Residual quadrupolar couplings observed in 7 Tesla deuterium MR spectra of skeletal muscle

PURPOSE: Deuterium metabolic imaging could potentially be used to investigate metabolism in skeletal muscle noninvasively. However, skeletal muscle is a tissue with a high degree of spatial organization. In this study, we investigated the effect of incomplete motional averaging on the naturally abundant deuterated water signal in 7 Tesla deuterium spectra of the lower leg muscles and the dependence on the angle between the muscle fibers and the main magnetic field B(0), as determined by DTI. METHODS: Natural abundance deuterium MRSI measurements of the right lower leg muscles were performed at 7 Tesla.
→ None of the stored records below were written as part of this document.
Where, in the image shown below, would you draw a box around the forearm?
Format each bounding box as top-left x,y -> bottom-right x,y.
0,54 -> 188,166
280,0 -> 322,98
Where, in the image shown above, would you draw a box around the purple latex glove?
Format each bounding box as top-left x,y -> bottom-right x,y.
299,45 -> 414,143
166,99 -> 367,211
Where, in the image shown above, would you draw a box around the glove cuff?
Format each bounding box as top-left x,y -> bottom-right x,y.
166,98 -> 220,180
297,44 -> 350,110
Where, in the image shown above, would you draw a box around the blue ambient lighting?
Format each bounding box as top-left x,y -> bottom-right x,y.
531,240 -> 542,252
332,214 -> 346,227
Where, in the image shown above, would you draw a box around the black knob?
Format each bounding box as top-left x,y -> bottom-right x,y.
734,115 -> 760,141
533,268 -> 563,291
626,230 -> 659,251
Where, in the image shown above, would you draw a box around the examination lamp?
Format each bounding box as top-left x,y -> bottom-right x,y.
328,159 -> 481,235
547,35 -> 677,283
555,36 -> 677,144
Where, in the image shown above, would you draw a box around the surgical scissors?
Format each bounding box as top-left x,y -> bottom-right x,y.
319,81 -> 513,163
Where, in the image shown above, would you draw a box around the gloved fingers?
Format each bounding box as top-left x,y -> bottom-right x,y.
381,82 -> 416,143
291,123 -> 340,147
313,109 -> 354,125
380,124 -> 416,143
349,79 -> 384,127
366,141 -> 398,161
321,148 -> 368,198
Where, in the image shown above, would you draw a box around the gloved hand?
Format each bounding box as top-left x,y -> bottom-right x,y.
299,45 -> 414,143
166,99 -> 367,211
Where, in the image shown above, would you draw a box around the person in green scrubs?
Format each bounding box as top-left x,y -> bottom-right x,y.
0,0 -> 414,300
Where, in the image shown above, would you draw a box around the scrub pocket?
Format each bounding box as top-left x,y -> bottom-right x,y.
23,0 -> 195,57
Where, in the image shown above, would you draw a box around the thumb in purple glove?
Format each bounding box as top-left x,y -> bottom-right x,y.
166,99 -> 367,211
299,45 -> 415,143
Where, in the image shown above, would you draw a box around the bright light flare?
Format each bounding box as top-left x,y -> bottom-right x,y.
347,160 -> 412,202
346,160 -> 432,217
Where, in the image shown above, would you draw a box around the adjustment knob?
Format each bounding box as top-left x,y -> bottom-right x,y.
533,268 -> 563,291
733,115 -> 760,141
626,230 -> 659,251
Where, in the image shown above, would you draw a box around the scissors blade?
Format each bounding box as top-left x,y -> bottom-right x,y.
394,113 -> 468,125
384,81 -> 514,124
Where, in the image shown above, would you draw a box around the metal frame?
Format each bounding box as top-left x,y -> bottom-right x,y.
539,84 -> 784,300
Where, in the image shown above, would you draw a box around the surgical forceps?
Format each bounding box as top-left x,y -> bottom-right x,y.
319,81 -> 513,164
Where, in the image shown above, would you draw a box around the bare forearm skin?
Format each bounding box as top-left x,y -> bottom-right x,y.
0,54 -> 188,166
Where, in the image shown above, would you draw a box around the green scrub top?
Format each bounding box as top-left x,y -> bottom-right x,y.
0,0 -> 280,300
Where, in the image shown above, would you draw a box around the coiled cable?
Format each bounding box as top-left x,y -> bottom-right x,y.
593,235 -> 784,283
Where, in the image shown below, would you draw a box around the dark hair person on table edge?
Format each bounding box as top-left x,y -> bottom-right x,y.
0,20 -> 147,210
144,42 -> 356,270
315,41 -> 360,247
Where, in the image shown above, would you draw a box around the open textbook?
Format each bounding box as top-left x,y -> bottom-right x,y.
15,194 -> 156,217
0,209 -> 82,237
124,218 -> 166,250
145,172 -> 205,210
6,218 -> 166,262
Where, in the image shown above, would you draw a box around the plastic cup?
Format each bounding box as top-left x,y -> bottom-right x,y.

Three subjects were scanned in a supine position, with the right leg parallel with the B(0) field. One subject was scanned twice; during the second scan, the subject was laying on his right side and the right knee was bent such that the angle between the right lower leg and B(0) was approximately 45°. DTI was performed in the same subjects in the same positions at 3 Tesla to determine muscle fiber angles. RESULTS: We observed splittings in the natural abundance deuterated water signal. The size of the splittings varied between different muscles in the lower leg but were mostly similar among subjects for each muscle. The splittings depended on the orientation of the muscle fibers with respect to the main magnetic field B(0). CONCLUSION: Partial molecular alignment in skeletal muscle leads to residual deuteron quadrupolar couplings in deuterated water, the size of which depends on the angle between the muscle fibers and B(0).